In a surprise, world-leader Randolph Ross failed to qualify for the semi-finals. Having clocked 43.85 in June, the US sprinter ran only 45.67 on Sunday and finished fourth in his heat.

Bahrain’s Winfred Yavi ran the fastest ever Olympic qualifying heat in the women’s 3000m steeplechase, clocking 9:10.80. Uganda’s Peruth Chemutai and US champion Emma Coburn finished second and third in 9:12.72 and 9:16.91, respectively, to advance automatically. Genevieve Lalonde broke the Canadian record with 9:22.64 in fourth.


Also qualifying from the three heats were 2017 world silver medallist Courtney Frerichs of the United States (9:19.34), Kenya's world record-holder and world champion Beatrice Chepkoech (9:19.82) and 2015 world champion Hyvin Kiyeng of Kenya (9:23.17).

In women’s hammer qualifying, two-time defending Olympic champion Anita Wlodarczyk of Poland wasted no time in advancing to the semi-finals. The world record-holder threw 76.99m on her first effort, nearly three-and-a-half metres better than the 73.50m automatic qualifying standard.

Also progressing were China’s Zheng Wang (74.29), Brooke Anderson of the United States (74.00m), France's European silver medallist Alexandra Tavernier (73.51m) and Canada’s Camryn Rogers (73.97m).

World champion DeAnna Price, who threw a world-leading 80.31m at the US Trials in June, qualified with only the ninth best throw of the morning (72.55m) and later explained that she picked up a foot injury shortly after the US Trials.


Women’s long jump qualifying went according to form as two-time world bronze medallist Ivana Spanovic of Serbia, competing in her third Olympics, led the way with a leap of 7.00m.

World champion Malaika Mihambo of Germany had the second-best jump of 6.98m. 2012 Olympic champion Brittney Reese jumped 6.86m and US teammate Tara Davis also advanced with 6.85m. World leader Ese Brume of Nigeria, bronze medallist at the 2019 World Championships, qualified with 6.76m.

There was also some major news away from the competition, with Dutch distance running star Sifan Hassan confirming she would be attempting an unprecedented 1500m/5000m/10,000m triple.

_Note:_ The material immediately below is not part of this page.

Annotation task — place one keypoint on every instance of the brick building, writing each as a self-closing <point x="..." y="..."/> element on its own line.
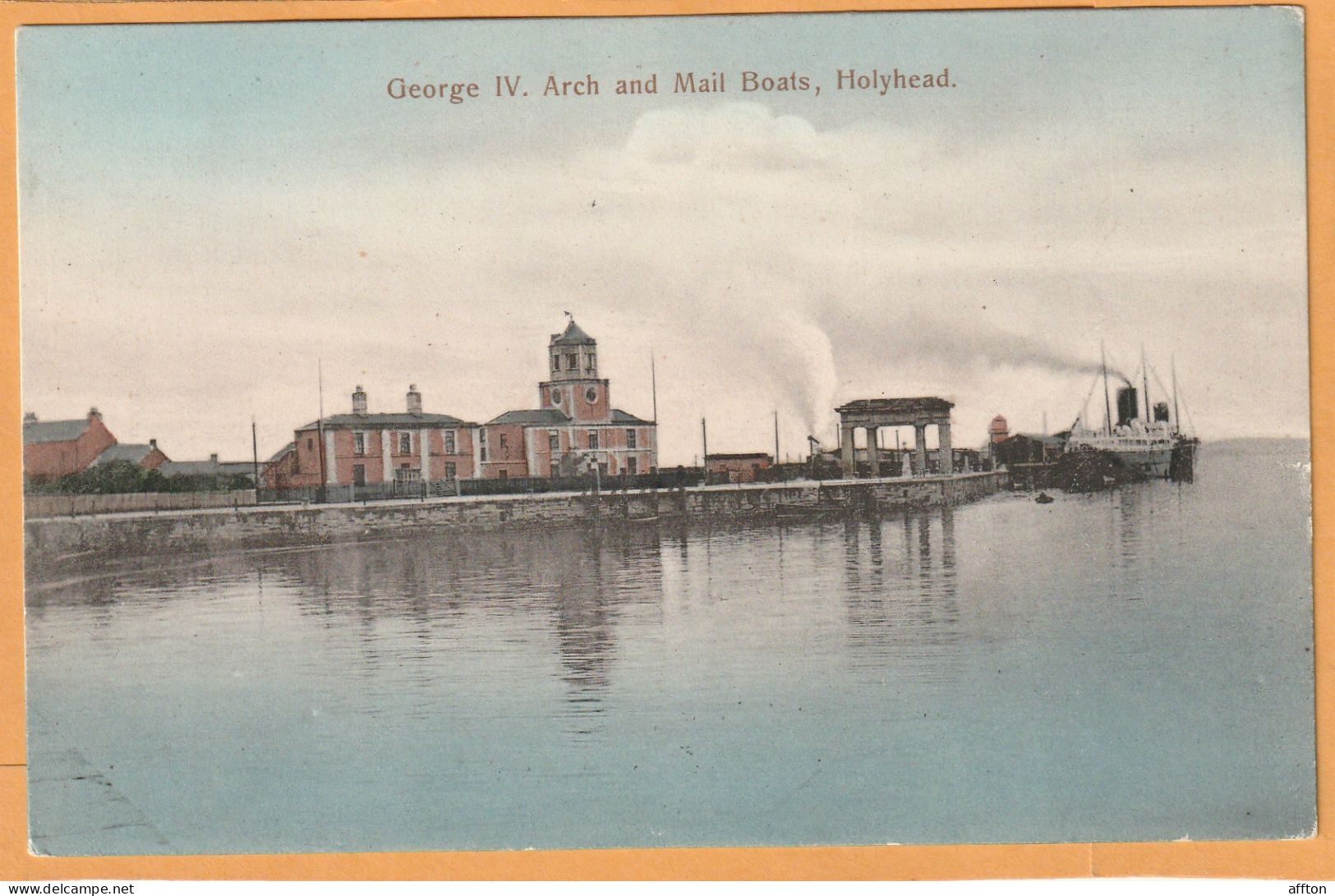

“For me it is crucial to follow my heart," Hassan said in a statement released by her management company. “Doing that is far more important than gold medals. That keeps me motivated and it keeps me enjoying this beautiful sport.”

Hassan, who completed a 1500m/10,000m double at the 2019 World Championships, breezed through the 5000m semi-final on Friday. She will return to the track on Monday for the opening round of the 1500m. The semifinals in that event are on Wednesday and the final on Friday. The 5000m final is also on Monday while the 10,000m takes place next Saturday.